A re-configured multimillion-dollar settlement of sorts between Village Roadshow and Warner Bros over 2021’s The Matrix Resurrections seems prophetic and very much of the matrix in its own special way.
With the once-big-league film co-financier paying out $57 million to the likely soon-to-be David Ellison-owned studio, the words of Matrix Resurrections‘ Smith to Neo of “after all these years, to be going back to where it started,” really nail the legal tussling the past four years between WB and the now-bankrupt VR.
Which is to say, you might want to pop that red pill now.
Earlier this week, lawyers for Warner Bros Discovery pulled the plug on their own attempt to secure a previously awarded $125 million judgment from Village Roadshow. With that “without prejudice” (which means it could be resurrected) move in L.A. Superior Court, WBD attorneys revealed they had scored $57 million from VR, which filed for the Chapter 11 last year. That money was scheduled to be in WBD’s account within days — which has happened, I hear.
Warner Bros had no comment on the resolution, and lawyers for Village Roadshow did not respond to Deadline’s request Friday for comment. However, having all started when WB released the fourth film in the Wachowskis‘ franchise simultaneously in theaters and on its subscriber-hungry streamer during the last gasps of the Covid pandemic, things aren’t quite as blue pill or red pill as they seem.

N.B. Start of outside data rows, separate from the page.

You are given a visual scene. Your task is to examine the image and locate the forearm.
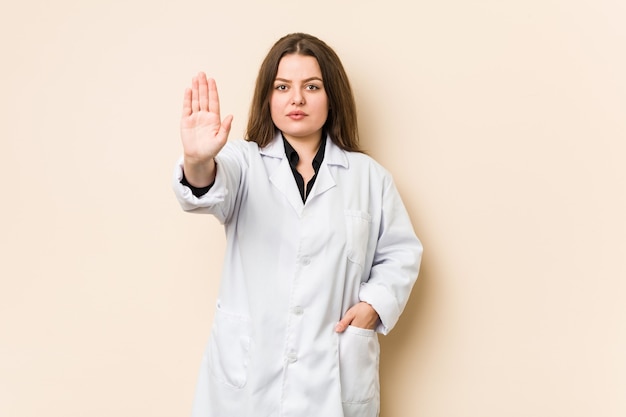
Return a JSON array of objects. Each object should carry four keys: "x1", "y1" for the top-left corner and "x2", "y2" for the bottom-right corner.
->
[{"x1": 183, "y1": 158, "x2": 216, "y2": 188}]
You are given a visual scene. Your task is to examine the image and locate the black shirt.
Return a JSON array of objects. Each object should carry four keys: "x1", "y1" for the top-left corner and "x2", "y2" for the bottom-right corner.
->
[{"x1": 180, "y1": 134, "x2": 326, "y2": 202}]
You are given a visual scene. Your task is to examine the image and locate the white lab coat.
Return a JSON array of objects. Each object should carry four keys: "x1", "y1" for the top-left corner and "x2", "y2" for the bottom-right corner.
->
[{"x1": 174, "y1": 133, "x2": 422, "y2": 417}]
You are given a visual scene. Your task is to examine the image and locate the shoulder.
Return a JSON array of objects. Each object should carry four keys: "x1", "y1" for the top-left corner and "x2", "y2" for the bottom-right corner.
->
[{"x1": 345, "y1": 151, "x2": 391, "y2": 179}]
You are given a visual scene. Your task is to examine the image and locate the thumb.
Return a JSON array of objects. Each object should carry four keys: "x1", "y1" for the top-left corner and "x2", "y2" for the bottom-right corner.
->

For one thing, that $57 million is less a new figure in the dispute that went to court in the 2002 breach of contract lawsuit from Village Roadshow against the then-Jason Kilar-run Warners, and more some updated accounting with an appeals court thrown in. For another thing, Village Roadshow now has a zero stake in Matrix Resurrections — which is a long way from where things appeared to stand just a year ago.

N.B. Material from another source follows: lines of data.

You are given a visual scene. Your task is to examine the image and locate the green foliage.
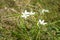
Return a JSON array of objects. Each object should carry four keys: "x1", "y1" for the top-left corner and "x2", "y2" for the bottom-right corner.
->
[{"x1": 0, "y1": 0, "x2": 60, "y2": 40}]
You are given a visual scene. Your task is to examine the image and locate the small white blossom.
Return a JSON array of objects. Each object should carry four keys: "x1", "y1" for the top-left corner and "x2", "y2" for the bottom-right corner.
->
[
  {"x1": 21, "y1": 14, "x2": 29, "y2": 19},
  {"x1": 38, "y1": 19, "x2": 47, "y2": 25},
  {"x1": 42, "y1": 9, "x2": 49, "y2": 13},
  {"x1": 21, "y1": 10, "x2": 35, "y2": 19}
]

Let’s jump back a bit, shall we?
Moved fairly quickly behind closed doors to arbitration, VR’s lawsuit launched on February 7, 2022, seemed to shuffle off with the company actually found on the hook for the nearly $100 million in co-financing it never actually ponied up for the Lana Wachowski-helmed Resurrections. Under appeal, the portion of that $125 million that Village Roadshow would have been paying for 50% of Matrix Resurrections was deemed an overreach. An appeals panel concluded Village Roadshow North America, who long had hit the skids financially, couldn’t be forced to purchase half of MR in the hopes of half of the waterfalled profits.
So it didn’t and didn’t have to pay for something it isn’t going to own any of, because WB owns 100% of The Matrix Resurrections now. The remaining sum, that $57 million, was reframed as damages.

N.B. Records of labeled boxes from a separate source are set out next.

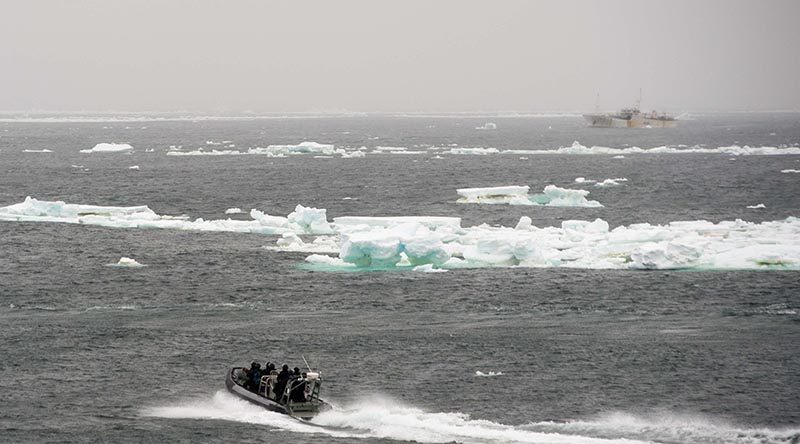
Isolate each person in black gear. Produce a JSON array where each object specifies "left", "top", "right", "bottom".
[
  {"left": 289, "top": 373, "right": 307, "bottom": 402},
  {"left": 275, "top": 364, "right": 292, "bottom": 402},
  {"left": 247, "top": 362, "right": 261, "bottom": 392}
]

Not that The Matrix isn’t still pretty valuable in many people’s eyes and spreadsheets.
Despite the less-than-stellar returns and reviews for the cash-in-vibed Matrix Resurrections, Alcon Media Group was awarded derivative rights in November to the Matrix franchise and most of the other titles it snared from Village Roadshow Entertainment Group‘s film library in summer 2025. “Alcon looks forward to working collaboratively with Warner Bros, as we have for over a quarter-century, to partner in the exploitation of the derivative rights to these many great films across multiple platforms,” AMG bosses Andrew Kosove and Broderick Johnson asserted late last year.
All of which means, under a joint Paramount-WBD umbrella or via siloed studios or whatever, Groff’s Agent Smith also had it right in Matrix Resurrections when he quipped, “That’s the thing about stories — they never really end, do they?”
Never in the matrix of Hollywood — IP, bottom line or otherwise.